Anticipating the latest round of Chinese trade tariffs, Apple shares fell below $218 Monday—off 2.66% for the day and 5% below early September highs. This despite the fact that three of Apple’s best-selling products—iPhone, Watch and AirPods—were explicitly spared Trump’s new tax.
Where do investors get the idea that the first casualty of trade war will be Apple? Maybe from a business press that keeps telling them so. Take, for starters, today’s Wall Street Journal ($).

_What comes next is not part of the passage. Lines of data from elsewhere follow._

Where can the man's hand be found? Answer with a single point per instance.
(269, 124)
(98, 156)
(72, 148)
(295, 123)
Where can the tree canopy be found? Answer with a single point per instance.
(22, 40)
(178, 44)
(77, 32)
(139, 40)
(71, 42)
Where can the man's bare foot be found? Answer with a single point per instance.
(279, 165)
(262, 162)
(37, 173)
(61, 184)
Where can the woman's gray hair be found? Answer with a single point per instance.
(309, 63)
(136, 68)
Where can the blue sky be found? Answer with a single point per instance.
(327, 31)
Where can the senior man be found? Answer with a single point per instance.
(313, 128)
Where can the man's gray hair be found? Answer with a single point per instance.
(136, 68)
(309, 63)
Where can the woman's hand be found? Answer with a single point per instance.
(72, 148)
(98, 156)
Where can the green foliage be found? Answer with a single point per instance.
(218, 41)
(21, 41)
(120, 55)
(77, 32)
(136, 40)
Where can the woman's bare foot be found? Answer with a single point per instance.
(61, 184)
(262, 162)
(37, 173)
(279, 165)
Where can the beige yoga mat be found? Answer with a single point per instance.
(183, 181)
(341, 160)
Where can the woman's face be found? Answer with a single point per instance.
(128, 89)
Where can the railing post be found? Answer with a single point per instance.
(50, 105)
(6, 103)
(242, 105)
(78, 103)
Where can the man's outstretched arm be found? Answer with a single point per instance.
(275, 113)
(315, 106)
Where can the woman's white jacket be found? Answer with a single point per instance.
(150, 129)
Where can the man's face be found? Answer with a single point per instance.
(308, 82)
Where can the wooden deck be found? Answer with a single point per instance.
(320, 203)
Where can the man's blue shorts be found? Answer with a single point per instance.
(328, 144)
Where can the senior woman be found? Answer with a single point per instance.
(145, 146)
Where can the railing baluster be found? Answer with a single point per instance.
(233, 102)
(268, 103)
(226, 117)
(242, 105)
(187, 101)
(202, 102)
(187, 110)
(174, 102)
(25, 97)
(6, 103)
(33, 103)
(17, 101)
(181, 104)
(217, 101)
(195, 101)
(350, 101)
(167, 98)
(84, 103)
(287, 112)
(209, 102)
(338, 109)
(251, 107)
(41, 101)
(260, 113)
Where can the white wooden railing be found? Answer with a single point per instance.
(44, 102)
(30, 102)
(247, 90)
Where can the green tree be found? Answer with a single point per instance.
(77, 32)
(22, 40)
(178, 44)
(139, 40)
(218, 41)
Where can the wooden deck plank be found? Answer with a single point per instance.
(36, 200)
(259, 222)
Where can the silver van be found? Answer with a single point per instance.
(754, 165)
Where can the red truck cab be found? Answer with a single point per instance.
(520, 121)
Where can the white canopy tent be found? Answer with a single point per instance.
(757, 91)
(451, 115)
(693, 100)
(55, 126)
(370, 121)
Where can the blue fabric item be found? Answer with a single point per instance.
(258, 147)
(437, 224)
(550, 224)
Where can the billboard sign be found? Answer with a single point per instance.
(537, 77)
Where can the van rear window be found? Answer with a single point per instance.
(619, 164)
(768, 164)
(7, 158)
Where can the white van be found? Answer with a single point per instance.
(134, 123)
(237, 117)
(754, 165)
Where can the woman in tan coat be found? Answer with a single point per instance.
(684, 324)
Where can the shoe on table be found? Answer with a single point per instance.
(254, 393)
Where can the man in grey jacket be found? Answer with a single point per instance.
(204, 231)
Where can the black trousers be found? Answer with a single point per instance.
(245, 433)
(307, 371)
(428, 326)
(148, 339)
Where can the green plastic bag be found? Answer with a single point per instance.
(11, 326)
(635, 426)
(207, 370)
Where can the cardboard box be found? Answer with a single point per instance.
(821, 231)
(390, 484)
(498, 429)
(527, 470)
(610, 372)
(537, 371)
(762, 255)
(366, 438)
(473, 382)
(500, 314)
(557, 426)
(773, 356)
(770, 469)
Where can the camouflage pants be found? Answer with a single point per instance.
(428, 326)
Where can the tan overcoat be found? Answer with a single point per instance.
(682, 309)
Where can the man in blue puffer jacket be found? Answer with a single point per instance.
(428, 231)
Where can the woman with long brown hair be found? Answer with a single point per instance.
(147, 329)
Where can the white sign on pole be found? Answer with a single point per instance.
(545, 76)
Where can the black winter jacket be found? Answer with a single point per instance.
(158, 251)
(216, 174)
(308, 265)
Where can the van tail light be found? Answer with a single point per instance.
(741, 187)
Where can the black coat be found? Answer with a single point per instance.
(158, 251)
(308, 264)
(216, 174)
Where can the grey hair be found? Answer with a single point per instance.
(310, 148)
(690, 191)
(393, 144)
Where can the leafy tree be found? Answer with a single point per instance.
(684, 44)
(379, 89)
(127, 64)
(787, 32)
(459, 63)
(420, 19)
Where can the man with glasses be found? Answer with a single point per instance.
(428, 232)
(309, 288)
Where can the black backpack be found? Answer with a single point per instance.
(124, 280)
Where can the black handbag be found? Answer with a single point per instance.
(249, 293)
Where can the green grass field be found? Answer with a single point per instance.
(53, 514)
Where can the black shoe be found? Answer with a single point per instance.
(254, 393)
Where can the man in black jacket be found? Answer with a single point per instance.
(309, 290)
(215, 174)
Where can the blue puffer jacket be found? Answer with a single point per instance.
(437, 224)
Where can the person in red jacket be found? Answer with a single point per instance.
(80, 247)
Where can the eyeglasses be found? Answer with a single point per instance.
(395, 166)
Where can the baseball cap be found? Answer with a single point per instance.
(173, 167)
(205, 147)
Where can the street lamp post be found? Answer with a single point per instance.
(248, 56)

Tripp Mickle’s story leads with the news that the company “dodged stinging duties on its smartwatches and wireless earbuds” but immediately pivots—10 times, by my count—to the ways in which Apple “could” get hurt. Apple, according to Mickle, is “especially vulnerable.” And on a week that the company is shipping a new Watch and two new iPhones, the timing for Apple is “especially bad.”
Huh? Didn’t he just tell us that the new iPhone and new Watch were spared?
It’s not until the eleventh paragraph that Mickle produces an expert who says the company, with its “very healthy” profit margins, could have withstood tariffs better than most.
My take: Apple ducks tariff bullet, stock takes dive. Sounds like a buying opportunity for Buffett and Cook.